Pékin est une des villes les plus agréables au monde. Il est bon d'avoir beaucoup de temps pour flâner. Nous avons passé une journée au palais d'été. On n'y trouve pas le raffinement extrême des jardins de Suzhou, près de Shanghai, et ce palais sent très fortement le pouvoir impérial, mais il nous plonge tout de même dans une atmosphère unique et bienfaisante. Un autre jour nous avons cherché cette rue qui a plusieurs noms et qui est entièrement consacrée au commerce du thé. Les immeubles de plusieurs étages abritent des boutiques de petits marchands, d'autres ont pignon sur rue et chacun a ses spécialités. De dégustation en dégustation on finit par comprendre mieux les subtilités de la chose. Le Musée National nous embarque dans l'histoire ancienne de la Chine : merveilles de bronze et céramiques. Les souvenirs de Shanghai remontent avec ces tissus merveilleux produits par les traditions de tous ces peuples qui font la chine. A Shanghai le discours est plus ouvert sur la pluralité, la douceur de vivre, une certaine finesse. A Pékin il semble que le pouvoir ait marqué depuis fort longtemps le discours culturel : monuments, célébrations, force.

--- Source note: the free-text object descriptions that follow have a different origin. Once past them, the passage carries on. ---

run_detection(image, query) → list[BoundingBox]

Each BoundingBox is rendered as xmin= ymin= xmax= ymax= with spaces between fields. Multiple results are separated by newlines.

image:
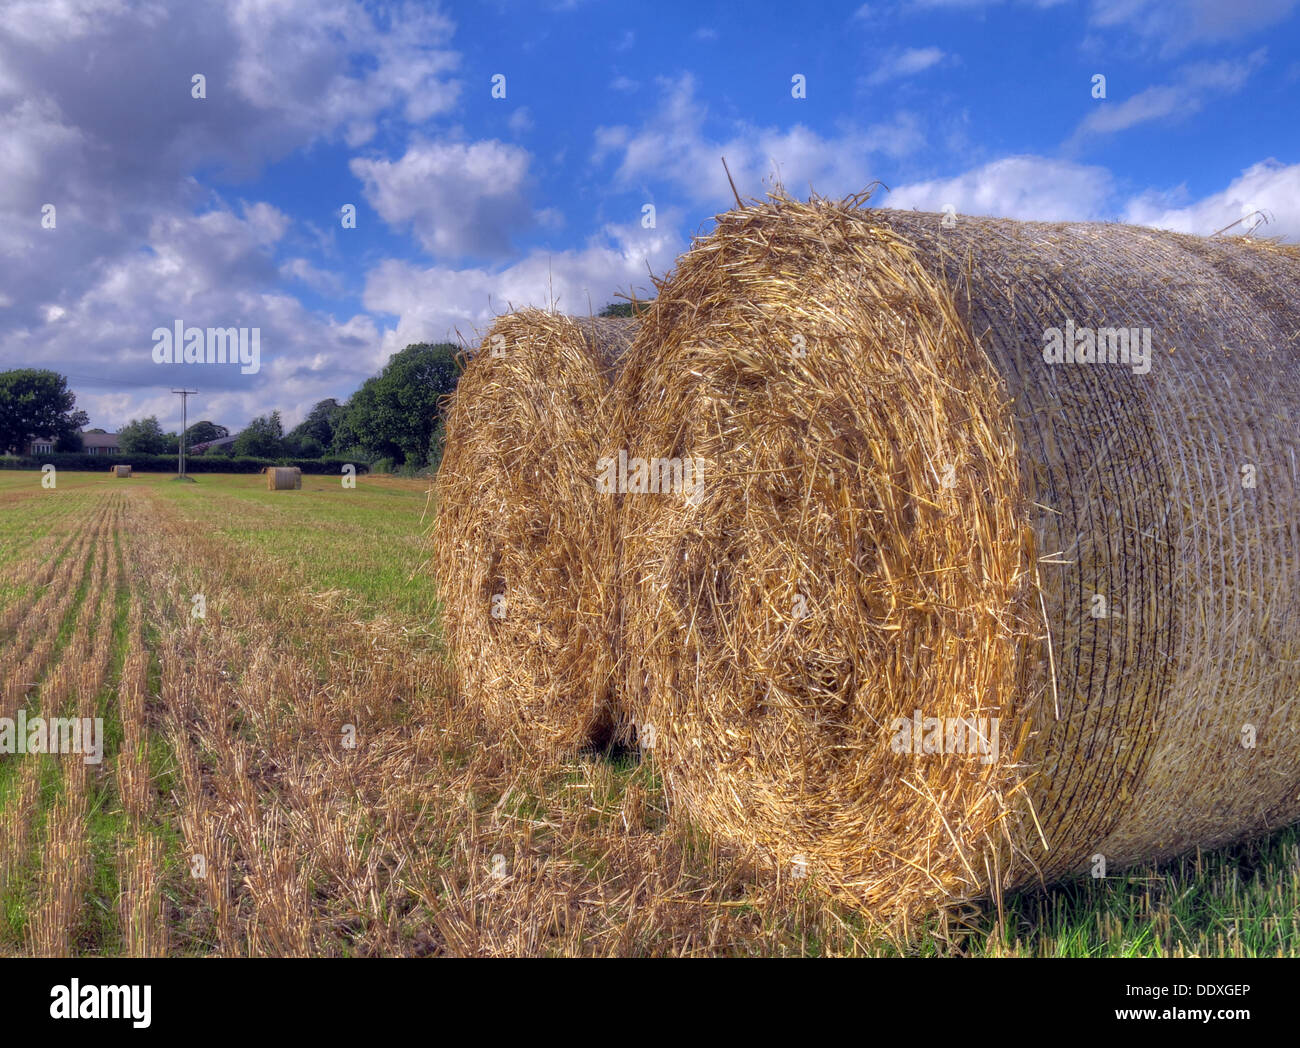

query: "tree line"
xmin=0 ymin=342 xmax=459 ymax=473
xmin=1 ymin=302 xmax=649 ymax=471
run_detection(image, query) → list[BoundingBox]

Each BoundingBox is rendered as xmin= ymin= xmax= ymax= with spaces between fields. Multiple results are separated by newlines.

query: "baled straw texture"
xmin=267 ymin=467 xmax=301 ymax=490
xmin=433 ymin=309 xmax=636 ymax=755
xmin=615 ymin=194 xmax=1300 ymax=926
xmin=113 ymin=465 xmax=132 ymax=478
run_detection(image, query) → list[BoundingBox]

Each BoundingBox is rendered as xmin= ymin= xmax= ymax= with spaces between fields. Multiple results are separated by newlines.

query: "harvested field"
xmin=0 ymin=468 xmax=1295 ymax=957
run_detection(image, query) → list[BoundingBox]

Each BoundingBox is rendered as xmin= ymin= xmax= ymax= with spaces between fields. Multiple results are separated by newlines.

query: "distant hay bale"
xmin=113 ymin=465 xmax=132 ymax=478
xmin=616 ymin=193 xmax=1300 ymax=927
xmin=267 ymin=466 xmax=301 ymax=490
xmin=432 ymin=309 xmax=637 ymax=755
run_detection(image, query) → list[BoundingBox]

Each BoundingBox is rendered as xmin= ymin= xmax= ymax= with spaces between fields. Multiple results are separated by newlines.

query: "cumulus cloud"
xmin=225 ymin=0 xmax=461 ymax=141
xmin=883 ymin=155 xmax=1118 ymax=220
xmin=0 ymin=0 xmax=462 ymax=429
xmin=1 ymin=197 xmax=380 ymax=431
xmin=593 ymin=75 xmax=923 ymax=204
xmin=0 ymin=1 xmax=461 ymax=194
xmin=1122 ymin=159 xmax=1300 ymax=240
xmin=350 ymin=139 xmax=536 ymax=259
xmin=361 ymin=219 xmax=683 ymax=365
xmin=882 ymin=154 xmax=1300 ymax=244
xmin=280 ymin=258 xmax=347 ymax=297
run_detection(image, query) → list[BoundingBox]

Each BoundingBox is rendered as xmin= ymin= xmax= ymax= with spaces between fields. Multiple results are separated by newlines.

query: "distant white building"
xmin=28 ymin=431 xmax=121 ymax=455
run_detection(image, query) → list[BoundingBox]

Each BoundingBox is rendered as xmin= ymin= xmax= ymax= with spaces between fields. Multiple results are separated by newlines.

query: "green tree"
xmin=337 ymin=343 xmax=459 ymax=466
xmin=233 ymin=411 xmax=284 ymax=457
xmin=117 ymin=416 xmax=170 ymax=455
xmin=289 ymin=399 xmax=344 ymax=450
xmin=184 ymin=420 xmax=228 ymax=446
xmin=0 ymin=369 xmax=89 ymax=454
xmin=330 ymin=406 xmax=363 ymax=458
xmin=598 ymin=299 xmax=653 ymax=318
xmin=283 ymin=432 xmax=324 ymax=459
xmin=55 ymin=431 xmax=85 ymax=452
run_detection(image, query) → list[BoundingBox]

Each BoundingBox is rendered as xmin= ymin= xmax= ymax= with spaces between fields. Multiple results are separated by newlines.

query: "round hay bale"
xmin=616 ymin=194 xmax=1300 ymax=926
xmin=267 ymin=466 xmax=301 ymax=490
xmin=433 ymin=309 xmax=637 ymax=755
xmin=113 ymin=465 xmax=132 ymax=478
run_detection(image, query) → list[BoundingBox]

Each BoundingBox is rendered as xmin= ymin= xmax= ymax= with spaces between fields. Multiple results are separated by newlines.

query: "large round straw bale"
xmin=433 ymin=309 xmax=637 ymax=755
xmin=616 ymin=194 xmax=1300 ymax=925
xmin=267 ymin=466 xmax=301 ymax=490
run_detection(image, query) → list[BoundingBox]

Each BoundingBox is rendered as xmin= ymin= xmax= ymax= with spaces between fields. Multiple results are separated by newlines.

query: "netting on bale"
xmin=433 ymin=309 xmax=637 ymax=756
xmin=614 ymin=193 xmax=1300 ymax=928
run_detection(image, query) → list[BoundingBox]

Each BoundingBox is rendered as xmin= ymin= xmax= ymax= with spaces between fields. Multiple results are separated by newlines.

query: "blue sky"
xmin=3 ymin=0 xmax=1297 ymax=433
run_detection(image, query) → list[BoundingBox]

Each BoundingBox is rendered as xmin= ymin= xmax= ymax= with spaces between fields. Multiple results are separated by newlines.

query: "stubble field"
xmin=0 ymin=470 xmax=1295 ymax=956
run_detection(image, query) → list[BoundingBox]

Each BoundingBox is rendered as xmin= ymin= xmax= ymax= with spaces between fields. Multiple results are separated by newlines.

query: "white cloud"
xmin=280 ymin=258 xmax=346 ymax=296
xmin=508 ymin=106 xmax=534 ymax=133
xmin=594 ymin=75 xmax=924 ymax=204
xmin=350 ymin=138 xmax=535 ymax=259
xmin=1122 ymin=159 xmax=1300 ymax=240
xmin=1067 ymin=51 xmax=1266 ymax=145
xmin=882 ymin=154 xmax=1300 ymax=244
xmin=225 ymin=0 xmax=461 ymax=142
xmin=361 ymin=220 xmax=683 ymax=364
xmin=0 ymin=0 xmax=467 ymax=430
xmin=866 ymin=46 xmax=948 ymax=85
xmin=1089 ymin=0 xmax=1298 ymax=53
xmin=884 ymin=155 xmax=1117 ymax=220
xmin=0 ymin=202 xmax=379 ymax=431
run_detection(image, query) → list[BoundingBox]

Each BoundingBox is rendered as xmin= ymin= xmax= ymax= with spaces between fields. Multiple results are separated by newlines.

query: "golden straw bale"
xmin=614 ymin=192 xmax=1300 ymax=927
xmin=433 ymin=309 xmax=637 ymax=756
xmin=267 ymin=467 xmax=301 ymax=490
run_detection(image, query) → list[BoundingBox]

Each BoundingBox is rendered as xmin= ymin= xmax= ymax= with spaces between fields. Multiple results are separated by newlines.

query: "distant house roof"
xmin=82 ymin=432 xmax=120 ymax=449
xmin=190 ymin=435 xmax=237 ymax=453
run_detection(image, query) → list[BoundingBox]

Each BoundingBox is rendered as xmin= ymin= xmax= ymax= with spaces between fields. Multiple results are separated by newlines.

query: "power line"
xmin=48 ymin=368 xmax=200 ymax=392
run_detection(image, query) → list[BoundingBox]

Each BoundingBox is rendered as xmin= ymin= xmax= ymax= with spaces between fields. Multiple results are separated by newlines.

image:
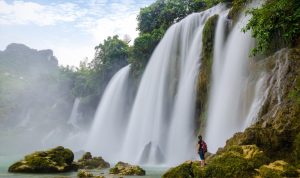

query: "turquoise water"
xmin=0 ymin=167 xmax=166 ymax=178
xmin=0 ymin=156 xmax=166 ymax=178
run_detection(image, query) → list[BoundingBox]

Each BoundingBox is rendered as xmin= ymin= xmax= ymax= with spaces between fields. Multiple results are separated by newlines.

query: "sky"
xmin=0 ymin=0 xmax=155 ymax=66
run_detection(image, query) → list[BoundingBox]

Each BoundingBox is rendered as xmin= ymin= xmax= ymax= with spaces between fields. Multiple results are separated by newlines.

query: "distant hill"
xmin=0 ymin=43 xmax=58 ymax=77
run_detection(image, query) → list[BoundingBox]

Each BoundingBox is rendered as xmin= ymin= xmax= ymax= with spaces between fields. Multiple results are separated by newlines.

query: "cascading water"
xmin=121 ymin=5 xmax=226 ymax=166
xmin=85 ymin=65 xmax=132 ymax=162
xmin=68 ymin=98 xmax=81 ymax=129
xmin=205 ymin=5 xmax=266 ymax=152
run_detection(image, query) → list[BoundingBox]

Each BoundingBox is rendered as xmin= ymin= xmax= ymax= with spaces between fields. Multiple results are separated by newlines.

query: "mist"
xmin=0 ymin=43 xmax=89 ymax=157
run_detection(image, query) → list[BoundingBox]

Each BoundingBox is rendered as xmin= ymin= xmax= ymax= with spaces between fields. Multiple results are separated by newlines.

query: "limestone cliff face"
xmin=226 ymin=48 xmax=300 ymax=162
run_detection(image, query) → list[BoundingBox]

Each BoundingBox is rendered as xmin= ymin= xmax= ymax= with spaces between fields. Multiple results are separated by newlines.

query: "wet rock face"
xmin=8 ymin=146 xmax=76 ymax=173
xmin=109 ymin=162 xmax=146 ymax=176
xmin=77 ymin=152 xmax=110 ymax=169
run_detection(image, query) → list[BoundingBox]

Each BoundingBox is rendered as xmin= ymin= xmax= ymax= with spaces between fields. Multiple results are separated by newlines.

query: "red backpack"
xmin=201 ymin=141 xmax=207 ymax=153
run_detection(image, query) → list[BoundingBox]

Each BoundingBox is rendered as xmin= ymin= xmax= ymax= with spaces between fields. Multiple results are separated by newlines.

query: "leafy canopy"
xmin=243 ymin=0 xmax=300 ymax=55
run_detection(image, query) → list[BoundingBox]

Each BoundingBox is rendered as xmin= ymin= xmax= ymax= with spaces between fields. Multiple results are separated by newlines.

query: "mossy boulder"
xmin=257 ymin=160 xmax=299 ymax=178
xmin=8 ymin=146 xmax=76 ymax=173
xmin=109 ymin=162 xmax=145 ymax=176
xmin=77 ymin=169 xmax=105 ymax=178
xmin=163 ymin=145 xmax=269 ymax=178
xmin=77 ymin=152 xmax=110 ymax=169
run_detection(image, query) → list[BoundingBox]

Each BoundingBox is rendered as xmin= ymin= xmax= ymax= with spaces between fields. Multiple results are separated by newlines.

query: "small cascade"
xmin=68 ymin=98 xmax=81 ymax=129
xmin=85 ymin=65 xmax=132 ymax=162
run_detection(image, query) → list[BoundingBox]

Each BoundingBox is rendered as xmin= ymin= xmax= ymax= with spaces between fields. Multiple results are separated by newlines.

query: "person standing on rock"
xmin=197 ymin=135 xmax=207 ymax=167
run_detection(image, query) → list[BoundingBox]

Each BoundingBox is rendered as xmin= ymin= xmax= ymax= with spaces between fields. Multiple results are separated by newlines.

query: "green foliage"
xmin=243 ymin=0 xmax=300 ymax=55
xmin=88 ymin=35 xmax=129 ymax=95
xmin=92 ymin=36 xmax=129 ymax=71
xmin=137 ymin=0 xmax=207 ymax=34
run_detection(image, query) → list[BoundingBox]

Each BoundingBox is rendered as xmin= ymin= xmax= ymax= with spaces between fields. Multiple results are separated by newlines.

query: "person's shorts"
xmin=199 ymin=150 xmax=205 ymax=160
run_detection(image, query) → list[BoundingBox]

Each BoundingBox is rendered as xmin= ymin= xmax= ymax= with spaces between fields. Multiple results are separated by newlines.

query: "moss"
xmin=257 ymin=160 xmax=299 ymax=178
xmin=196 ymin=14 xmax=219 ymax=133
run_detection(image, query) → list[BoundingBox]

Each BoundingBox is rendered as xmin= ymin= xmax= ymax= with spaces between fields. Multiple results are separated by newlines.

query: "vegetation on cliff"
xmin=243 ymin=0 xmax=300 ymax=55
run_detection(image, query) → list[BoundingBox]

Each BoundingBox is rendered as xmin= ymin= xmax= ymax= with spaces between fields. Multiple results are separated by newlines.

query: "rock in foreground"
xmin=109 ymin=162 xmax=145 ymax=176
xmin=8 ymin=146 xmax=76 ymax=173
xmin=77 ymin=152 xmax=110 ymax=169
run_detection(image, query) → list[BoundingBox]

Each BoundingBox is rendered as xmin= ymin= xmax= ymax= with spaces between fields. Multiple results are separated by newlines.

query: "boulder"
xmin=77 ymin=169 xmax=105 ymax=178
xmin=8 ymin=146 xmax=76 ymax=173
xmin=77 ymin=152 xmax=110 ymax=169
xmin=78 ymin=169 xmax=93 ymax=177
xmin=109 ymin=161 xmax=145 ymax=176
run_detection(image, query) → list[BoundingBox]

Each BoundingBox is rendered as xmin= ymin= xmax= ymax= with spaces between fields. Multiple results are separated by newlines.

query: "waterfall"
xmin=121 ymin=5 xmax=226 ymax=165
xmin=68 ymin=98 xmax=81 ymax=129
xmin=85 ymin=65 xmax=132 ymax=162
xmin=205 ymin=5 xmax=268 ymax=152
xmin=85 ymin=2 xmax=267 ymax=165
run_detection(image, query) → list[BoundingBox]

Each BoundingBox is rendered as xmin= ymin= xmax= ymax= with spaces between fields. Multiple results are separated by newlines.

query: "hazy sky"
xmin=0 ymin=0 xmax=155 ymax=66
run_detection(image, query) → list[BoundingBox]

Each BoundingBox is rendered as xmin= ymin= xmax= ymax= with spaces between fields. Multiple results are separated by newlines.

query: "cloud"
xmin=0 ymin=0 xmax=84 ymax=26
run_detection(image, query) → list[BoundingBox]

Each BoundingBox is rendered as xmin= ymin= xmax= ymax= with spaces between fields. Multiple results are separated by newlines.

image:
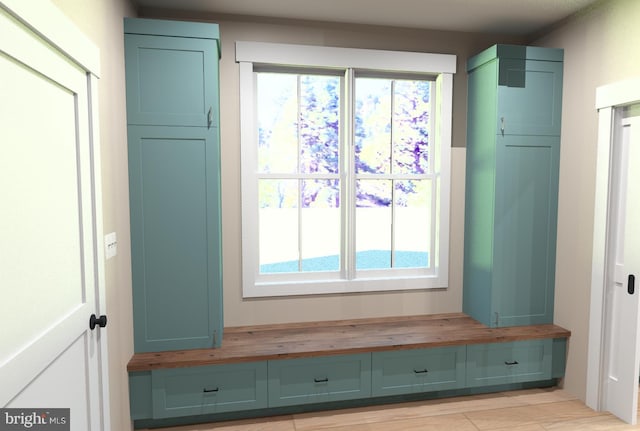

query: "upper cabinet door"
xmin=125 ymin=34 xmax=219 ymax=127
xmin=497 ymin=59 xmax=563 ymax=136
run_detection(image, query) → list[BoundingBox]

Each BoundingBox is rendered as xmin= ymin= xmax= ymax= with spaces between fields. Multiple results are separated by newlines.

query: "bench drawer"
xmin=268 ymin=354 xmax=371 ymax=407
xmin=151 ymin=362 xmax=267 ymax=418
xmin=372 ymin=346 xmax=466 ymax=396
xmin=466 ymin=339 xmax=552 ymax=387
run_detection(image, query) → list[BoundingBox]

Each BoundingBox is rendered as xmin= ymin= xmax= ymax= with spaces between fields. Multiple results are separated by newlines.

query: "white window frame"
xmin=237 ymin=41 xmax=455 ymax=298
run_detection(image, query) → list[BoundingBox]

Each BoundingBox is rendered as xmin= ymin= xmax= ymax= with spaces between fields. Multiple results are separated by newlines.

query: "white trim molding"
xmin=237 ymin=41 xmax=455 ymax=297
xmin=236 ymin=41 xmax=456 ymax=75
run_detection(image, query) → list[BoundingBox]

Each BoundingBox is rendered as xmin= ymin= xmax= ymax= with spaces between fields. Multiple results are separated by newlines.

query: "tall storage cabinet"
xmin=125 ymin=18 xmax=223 ymax=352
xmin=463 ymin=45 xmax=563 ymax=328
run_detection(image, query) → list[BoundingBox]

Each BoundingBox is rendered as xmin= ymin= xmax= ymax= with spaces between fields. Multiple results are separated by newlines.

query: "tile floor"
xmin=142 ymin=387 xmax=640 ymax=430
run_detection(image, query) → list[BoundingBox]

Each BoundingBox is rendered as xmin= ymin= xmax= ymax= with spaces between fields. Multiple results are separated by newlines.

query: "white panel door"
xmin=0 ymin=4 xmax=106 ymax=431
xmin=604 ymin=116 xmax=640 ymax=424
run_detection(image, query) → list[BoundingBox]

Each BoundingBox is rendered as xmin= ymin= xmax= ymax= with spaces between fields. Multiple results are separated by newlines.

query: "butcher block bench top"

On se ballade tous les jours dans les ruelles, les fameuses Hutong. Dans le lointain les plus hauts buildings du pays se dressent, élégants et brillants. Un ami me dit que lorsqu'il a pris son poste à Pékin il y a plus de vingt ans, toute la ville était faite de Hutongs. Il en reste quelques petits îlots, que l'on préserve et choie actuellement pour que le centre ville garde quelque chose de son âme ancienne, comme à Sichahai où nous logeons. Mais la ville moderne ne déçoit pas, les meilleurs architectes du monde ont travaillé ici, et cela se sent. La ville est belle, que cela soit dans le quartier dessiné par Zaha Hadid, ou parmi les tours de Sanlitun, comme aux alentours de l'opéra.

Modernité / tradition

Le festival continue et cette semaine les spectacles ont lieu au centre ville, et sont destinés aux adultes. Je ne sais pas d'où viennent exactement les cinq marionnettistes-musiciens-conteurs que nous verront ce soir là, mais c'est d'une toute petit ville au Nord du pays. Comme dans tous les spectacles campagnards que j'ai vu en Chine, le résultat est éblouissant. C'est probablement en partie parce que ces hommes ne cherchent pas à produire un événement culturel. Ils ne sont adulés par personne, aucun responsable de parti ne les a invités à meubler la soirée entre poire et fromage, ils ne portent pas la responsabilité de l'esthétique de leur spectacle, qui est traditionnelle, ni celle de leur histoire, qui elle aussi vient de loin. Ces homme interprètent, du fond du cœur. Il n'y a là rien de sacré, comme c'est le cas à Bali par exemple. Ils perpétuent simplement la tradition et s'amusent, et c'est un moment magnifique. Le public de Pékin, ce soir-là, est cultivé. Ce sont de jeunes adultes pour la plupart, presque tous chinois, et l’enthousiasme qu'éveille chez eux cette tradition fait plaisir à voir : beaucoup restent longtemps après le spectacle pour discuter, questionner, observer. C'est de bon augure pour l'avenir de la tradition paysanne de la marionnette chinoise.

Coda

La boucle est bouclée, Pékin grandit et soigne son passé, nos valise sont à l'aéroport, il est temps d'appeler le dernier taxi. Nous sommes le 15 octobre 2019, aucune épidémie en vue.